Business cases. The mechanics of developing business cases also needs to change. The ARCH model inverts the current line of reasoning. Rather than interrogating market intelligence and market research participants to predict how many patients will receive a predicted TPP, asset teams instead ask:

  • What would stakeholders need to see in the clinical data package for the product to be used at the frequency required for commercial viability?
  • What would be the value to all stakeholders of meeting the unmet need?
  • What data would stakeholders need to see to believe the need had been resolved?

This assessment should differ between early and late development decisions. Preclinical assets are inherently risky, but this shouldn’t deter companies from investing in them. In fact, the preclinical assets that bear the most risk—those with relatively less mechanistic validation, more uncharted clinical and regulatory paths or a higher competitive bar to beat—are sometimes those with the greatest commercial potential. The business case for preclinical assets should be about balancing hope against the relative scientific validation and precedent in the path to market.

 

Investment decisions. The ARCH model calls for a fundamental shift in how investment decisions are framed, moving away from relying solely on single-point risk-adjusted net present value (rNPV) as the primary metric for determining a clinical program’s investment worthiness. The rNPV can disguise a great deal of nuance in both a therapy’s financial potential and the risk presented to the organization.

 

Instead, understanding the net present value (NPV) of each scenario in the ARCH model provides a more robust picture for management. Having this detail across a portfolio of assets also provides opportunities for more nuanced portfolio-level tradeoffs.

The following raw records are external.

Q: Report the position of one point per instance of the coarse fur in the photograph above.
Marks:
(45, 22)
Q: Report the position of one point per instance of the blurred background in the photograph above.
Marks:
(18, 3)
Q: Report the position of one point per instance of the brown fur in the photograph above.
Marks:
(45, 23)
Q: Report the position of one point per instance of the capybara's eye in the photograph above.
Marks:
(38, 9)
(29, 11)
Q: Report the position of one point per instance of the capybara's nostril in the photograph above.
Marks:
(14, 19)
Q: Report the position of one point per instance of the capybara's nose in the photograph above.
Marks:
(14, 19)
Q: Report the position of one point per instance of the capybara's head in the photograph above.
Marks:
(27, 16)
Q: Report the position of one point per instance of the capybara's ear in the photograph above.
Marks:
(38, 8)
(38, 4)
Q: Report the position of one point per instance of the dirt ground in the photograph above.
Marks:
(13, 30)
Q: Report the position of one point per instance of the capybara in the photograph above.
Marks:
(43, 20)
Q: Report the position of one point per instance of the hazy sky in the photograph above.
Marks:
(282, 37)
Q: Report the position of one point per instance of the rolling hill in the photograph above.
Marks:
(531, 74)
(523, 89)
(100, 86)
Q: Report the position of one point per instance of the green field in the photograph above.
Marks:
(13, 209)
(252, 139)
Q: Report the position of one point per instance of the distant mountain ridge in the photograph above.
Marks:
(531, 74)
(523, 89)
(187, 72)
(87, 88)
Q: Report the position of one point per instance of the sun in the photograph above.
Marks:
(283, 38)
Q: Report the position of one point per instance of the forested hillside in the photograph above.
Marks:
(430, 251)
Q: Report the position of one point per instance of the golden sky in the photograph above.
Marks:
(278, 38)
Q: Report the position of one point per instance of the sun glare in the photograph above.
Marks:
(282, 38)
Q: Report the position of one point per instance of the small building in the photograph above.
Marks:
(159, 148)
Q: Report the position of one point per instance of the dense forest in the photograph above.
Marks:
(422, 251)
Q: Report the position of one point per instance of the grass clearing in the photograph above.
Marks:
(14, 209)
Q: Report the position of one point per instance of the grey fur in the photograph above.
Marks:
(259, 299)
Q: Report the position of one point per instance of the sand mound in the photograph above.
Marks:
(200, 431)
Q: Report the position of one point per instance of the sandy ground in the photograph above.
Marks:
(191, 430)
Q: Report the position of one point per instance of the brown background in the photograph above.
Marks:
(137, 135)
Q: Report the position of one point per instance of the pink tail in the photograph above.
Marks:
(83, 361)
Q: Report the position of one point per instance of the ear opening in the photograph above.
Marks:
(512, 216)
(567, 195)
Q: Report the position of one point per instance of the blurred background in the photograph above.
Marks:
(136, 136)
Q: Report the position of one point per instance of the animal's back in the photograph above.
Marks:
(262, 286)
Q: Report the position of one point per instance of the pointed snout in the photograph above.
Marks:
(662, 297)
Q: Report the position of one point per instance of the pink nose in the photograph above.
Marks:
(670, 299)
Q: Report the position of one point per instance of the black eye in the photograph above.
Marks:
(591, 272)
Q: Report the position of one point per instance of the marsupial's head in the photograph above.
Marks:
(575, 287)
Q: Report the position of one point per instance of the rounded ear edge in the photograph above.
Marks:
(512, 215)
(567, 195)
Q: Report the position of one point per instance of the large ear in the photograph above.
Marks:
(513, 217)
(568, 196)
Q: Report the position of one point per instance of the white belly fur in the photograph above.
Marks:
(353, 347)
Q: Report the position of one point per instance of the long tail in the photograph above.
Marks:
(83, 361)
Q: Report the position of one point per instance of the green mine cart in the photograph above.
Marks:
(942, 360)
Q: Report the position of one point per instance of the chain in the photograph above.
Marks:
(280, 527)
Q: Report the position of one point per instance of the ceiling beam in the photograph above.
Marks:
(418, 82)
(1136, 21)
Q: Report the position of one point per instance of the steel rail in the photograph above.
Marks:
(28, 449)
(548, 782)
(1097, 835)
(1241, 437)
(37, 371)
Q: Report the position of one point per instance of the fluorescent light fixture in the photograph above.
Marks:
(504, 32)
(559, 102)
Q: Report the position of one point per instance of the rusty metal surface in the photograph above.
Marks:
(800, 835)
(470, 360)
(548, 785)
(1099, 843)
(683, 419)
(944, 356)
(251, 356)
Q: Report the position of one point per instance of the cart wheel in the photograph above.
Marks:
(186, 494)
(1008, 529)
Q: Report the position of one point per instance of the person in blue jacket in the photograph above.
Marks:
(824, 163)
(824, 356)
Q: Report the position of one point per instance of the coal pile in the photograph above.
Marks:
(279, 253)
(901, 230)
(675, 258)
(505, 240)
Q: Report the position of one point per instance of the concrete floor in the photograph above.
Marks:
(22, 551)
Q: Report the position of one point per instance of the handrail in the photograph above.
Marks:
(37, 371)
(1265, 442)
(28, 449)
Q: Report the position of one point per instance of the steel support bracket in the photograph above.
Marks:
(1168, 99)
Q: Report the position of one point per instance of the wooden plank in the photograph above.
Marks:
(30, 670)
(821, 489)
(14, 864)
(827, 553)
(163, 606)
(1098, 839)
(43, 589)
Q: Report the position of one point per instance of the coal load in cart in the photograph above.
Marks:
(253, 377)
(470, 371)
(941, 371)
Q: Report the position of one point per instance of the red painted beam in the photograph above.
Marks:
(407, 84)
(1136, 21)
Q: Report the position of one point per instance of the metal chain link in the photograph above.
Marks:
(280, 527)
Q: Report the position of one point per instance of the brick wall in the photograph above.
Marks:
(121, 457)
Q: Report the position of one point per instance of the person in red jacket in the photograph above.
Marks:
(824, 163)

These scenario-specific NPVs offer management teams visibility into how much upside and risk is built into their pipelines.

Reframing risk and value in pharma clinical development planning with ARCH



The ARCH model is intended to fundamentally change discourse at the intersection of the research, clinical, medical affairs, commercial, market access and regulatory functions. By offering a more nuanced and holistic platform for these discussions than the predicted TPP, ARCH will help cross-functional asset teams collaborate more effectively and provide better guidance to management teams on investment decisions and tradeoffs. There are three ways this approach can change the status quo:

 

Altering how we think about risk. While there is a growing body of evidence focused on predicting clinical trial outcomes, we are still many years from relying solely on computation to make these predictions, and they will always have some uncertainty associated with them. In lieu of unimpeachable AI, the ARCH model shifts the discussion from false precision on a TPP prediction to stakeholder needs, required evidence and the believability of attaining different clinical profiles. This is still challenging, but it focuses teams on what matters: how much risk is acceptable in exchange for potential, rather than defense of the unknowable.

 

Clarifying future development decisions. The ARCH model should be a cross-functional contract that clarifies how future decisions will be made. Clear thresholds for the clinical data needed to achieve various levels of market uptake and financial return give the entire organization a shared view of what future studies must demonstrate. The probability of hitting these thresholds becomes clearer as more in-human data is generated.

 

Driving better conversations. If ARCH is implemented across the pipeline, management teams can foster more nuanced discussions on enterprise value and risk tradeoffs as they make budget and resource allocation decisions. Rather than simply focusing on “upside” and “downside” scenarios that are often vague and inconsistently structured by program, the ARCH model creates a consistent language for characterizing scenarios for every program.